Epic did a great Twitch on HLOD https://www.youtube.com/watch?v=WhcxGbKWdbI&t=3028s
It is worth mentioning Simplygon at this point. Simplygon is a magical tool that helps with creating LODs. It is currently avaliable for free on the marketplace. It integrates with Unreal (and is probably the source of some of the builtin features above). They have an indie friendly licensing model: 2% royalty after first $25K per quarter revenue. I highly recommend at least looking in to it.
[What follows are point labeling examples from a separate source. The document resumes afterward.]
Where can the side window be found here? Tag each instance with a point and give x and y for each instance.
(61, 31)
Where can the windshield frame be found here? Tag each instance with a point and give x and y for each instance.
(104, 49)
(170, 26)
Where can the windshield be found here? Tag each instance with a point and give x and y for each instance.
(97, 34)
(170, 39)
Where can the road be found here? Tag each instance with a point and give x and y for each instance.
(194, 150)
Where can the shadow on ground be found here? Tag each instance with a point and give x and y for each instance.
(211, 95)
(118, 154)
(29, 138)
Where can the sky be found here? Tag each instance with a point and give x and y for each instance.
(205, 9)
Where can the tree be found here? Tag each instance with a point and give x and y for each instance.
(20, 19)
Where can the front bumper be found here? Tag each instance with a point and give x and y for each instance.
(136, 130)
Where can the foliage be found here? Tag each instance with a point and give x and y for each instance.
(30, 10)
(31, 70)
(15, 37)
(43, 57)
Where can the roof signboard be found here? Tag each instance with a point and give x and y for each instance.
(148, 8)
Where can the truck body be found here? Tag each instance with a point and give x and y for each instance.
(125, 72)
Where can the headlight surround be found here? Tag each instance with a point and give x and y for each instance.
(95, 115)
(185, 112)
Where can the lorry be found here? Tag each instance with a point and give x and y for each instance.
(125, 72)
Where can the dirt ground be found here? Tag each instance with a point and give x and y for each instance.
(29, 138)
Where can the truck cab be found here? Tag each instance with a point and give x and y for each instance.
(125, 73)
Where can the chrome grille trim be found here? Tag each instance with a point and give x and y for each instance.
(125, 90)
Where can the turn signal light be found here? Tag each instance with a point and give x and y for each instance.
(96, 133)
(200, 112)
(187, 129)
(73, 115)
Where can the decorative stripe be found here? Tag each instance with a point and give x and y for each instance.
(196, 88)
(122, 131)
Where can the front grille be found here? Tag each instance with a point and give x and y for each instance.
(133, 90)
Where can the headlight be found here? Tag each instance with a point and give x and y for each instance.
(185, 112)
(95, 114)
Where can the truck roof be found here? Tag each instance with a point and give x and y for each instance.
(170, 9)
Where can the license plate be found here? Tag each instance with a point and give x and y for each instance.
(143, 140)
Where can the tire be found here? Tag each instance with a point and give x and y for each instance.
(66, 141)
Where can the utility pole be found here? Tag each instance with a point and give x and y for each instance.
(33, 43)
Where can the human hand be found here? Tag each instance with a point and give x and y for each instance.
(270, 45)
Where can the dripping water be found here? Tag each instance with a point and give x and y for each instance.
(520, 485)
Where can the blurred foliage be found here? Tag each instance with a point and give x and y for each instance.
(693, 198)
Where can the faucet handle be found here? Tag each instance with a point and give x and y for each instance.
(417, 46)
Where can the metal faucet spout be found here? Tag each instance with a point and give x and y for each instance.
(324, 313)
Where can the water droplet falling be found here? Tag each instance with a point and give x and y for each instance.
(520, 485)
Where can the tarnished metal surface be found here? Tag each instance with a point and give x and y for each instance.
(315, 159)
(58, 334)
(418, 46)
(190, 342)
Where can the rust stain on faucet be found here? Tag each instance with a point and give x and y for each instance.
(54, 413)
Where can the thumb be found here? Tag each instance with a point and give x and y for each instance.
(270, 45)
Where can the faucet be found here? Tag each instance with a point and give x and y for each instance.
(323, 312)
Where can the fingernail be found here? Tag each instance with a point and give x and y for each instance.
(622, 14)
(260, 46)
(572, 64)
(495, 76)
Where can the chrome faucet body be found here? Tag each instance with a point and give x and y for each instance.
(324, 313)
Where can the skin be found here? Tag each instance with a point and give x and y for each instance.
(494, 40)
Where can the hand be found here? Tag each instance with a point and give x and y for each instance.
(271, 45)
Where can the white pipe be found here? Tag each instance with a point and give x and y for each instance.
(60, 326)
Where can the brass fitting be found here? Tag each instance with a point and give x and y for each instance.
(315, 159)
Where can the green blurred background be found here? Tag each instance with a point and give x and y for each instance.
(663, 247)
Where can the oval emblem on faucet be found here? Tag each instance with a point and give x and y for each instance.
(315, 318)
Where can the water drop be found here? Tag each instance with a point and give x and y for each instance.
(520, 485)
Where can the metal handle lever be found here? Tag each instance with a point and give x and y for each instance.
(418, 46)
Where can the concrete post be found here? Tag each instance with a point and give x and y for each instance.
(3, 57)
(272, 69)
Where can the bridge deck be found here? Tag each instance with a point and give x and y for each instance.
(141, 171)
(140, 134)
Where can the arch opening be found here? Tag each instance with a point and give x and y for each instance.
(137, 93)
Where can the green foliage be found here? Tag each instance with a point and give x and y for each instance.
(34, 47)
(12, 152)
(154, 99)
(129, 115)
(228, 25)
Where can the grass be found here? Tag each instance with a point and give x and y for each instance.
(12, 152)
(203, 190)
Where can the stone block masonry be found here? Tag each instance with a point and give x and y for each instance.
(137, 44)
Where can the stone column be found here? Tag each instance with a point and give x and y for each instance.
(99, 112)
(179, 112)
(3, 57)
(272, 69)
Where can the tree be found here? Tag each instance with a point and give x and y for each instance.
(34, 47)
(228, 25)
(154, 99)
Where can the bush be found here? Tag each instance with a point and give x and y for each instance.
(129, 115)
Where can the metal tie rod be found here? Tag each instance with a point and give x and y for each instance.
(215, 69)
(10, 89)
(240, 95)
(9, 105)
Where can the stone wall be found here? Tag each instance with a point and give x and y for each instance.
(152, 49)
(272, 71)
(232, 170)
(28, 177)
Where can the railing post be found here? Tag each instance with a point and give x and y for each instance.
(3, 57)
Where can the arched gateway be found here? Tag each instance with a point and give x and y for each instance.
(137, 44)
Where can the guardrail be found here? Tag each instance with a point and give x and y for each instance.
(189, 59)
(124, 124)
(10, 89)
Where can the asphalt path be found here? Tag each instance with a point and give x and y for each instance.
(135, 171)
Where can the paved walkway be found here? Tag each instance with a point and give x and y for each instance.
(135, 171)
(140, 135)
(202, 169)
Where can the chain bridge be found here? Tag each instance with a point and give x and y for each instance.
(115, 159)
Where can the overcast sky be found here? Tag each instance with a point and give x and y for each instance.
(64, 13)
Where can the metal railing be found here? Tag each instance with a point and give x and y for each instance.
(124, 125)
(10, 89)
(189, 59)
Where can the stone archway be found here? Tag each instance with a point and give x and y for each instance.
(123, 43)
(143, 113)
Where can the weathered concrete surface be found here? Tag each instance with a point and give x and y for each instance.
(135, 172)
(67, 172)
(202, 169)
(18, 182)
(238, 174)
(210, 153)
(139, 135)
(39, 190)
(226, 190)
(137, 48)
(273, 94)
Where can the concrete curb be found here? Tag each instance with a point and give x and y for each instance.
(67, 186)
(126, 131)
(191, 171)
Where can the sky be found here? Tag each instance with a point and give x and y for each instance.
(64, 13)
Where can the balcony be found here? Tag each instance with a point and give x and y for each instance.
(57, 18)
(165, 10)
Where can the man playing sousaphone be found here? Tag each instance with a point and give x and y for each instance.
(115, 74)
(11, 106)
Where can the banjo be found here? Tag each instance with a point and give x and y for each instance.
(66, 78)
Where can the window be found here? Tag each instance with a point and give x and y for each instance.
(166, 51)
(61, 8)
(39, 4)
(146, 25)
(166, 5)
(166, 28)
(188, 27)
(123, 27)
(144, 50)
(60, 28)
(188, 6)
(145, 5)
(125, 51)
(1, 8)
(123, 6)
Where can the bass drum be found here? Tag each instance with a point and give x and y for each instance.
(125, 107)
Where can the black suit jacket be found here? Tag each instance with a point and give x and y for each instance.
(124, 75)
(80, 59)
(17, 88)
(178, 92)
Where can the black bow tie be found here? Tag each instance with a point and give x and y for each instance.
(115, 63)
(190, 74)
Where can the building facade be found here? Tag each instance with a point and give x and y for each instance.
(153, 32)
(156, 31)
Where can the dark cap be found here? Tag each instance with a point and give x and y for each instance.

4) Instanced Static Mesh (ISM) - The actual vertices of a static mesh are already stored on the gpu memory in a VertexBuffer. The draw call consists of telling the gpu to render the mesh at a specific transfrom and orientation. When rendering a batch of identical meshes, a further possible optimization would be to store the actual transforms on the gpu as well. Using this approach, we can render all of them with a single drawcall. An instanced static mesh leverages this approach.
Unreal lets you add instances to a InstancedStaticMeshCompoonent. You can see these instances in the inspector.
One downside to using Instanced Static Meshes is that they are not individually culled. Another is that they are static and cannot be moved at runtime. Finally, you cannot leverage LODs.
But the main downsides to instanced static meshes is the poor tooling support in UE. To mitigate this, I highly recommend using the Instance Tool by Mary Nate. https://www.unrealengine.com/marketplace/instance-tool
The instance tool adds a new mode that lets you easily convert between Static Meshes and Instanced Static Meshes, as well as utilize the transform tool for the ISMs. This tool works with both ISM and HISM.
5) Hierarchical Instance Static Mesh (HISM) - These function very similar to Instanced Static Meshes, but support LODs and distance culling. LODs and distance culling come with additional performance cost, which is why both approaches are available.
Todays GPU is , quite franky, magical and amazing. It can render a huge number of complex meshes. But even the most powerful gpu has limitations. When rendering a large scene - e,g, a City Block, Dense Jungle, or Ancient Ruins, even the most powerful gpu can be slowed to a crawl. Especially when it has a zombie horde to render on top.
Optimizing these scenes requires leveraging a somewhat bewildering array of techniques. When working on larger scenes, it becomes important to focus on how to get all the data to the GPU in an efficient manner. The goal of this post was to at least introduce some of these options.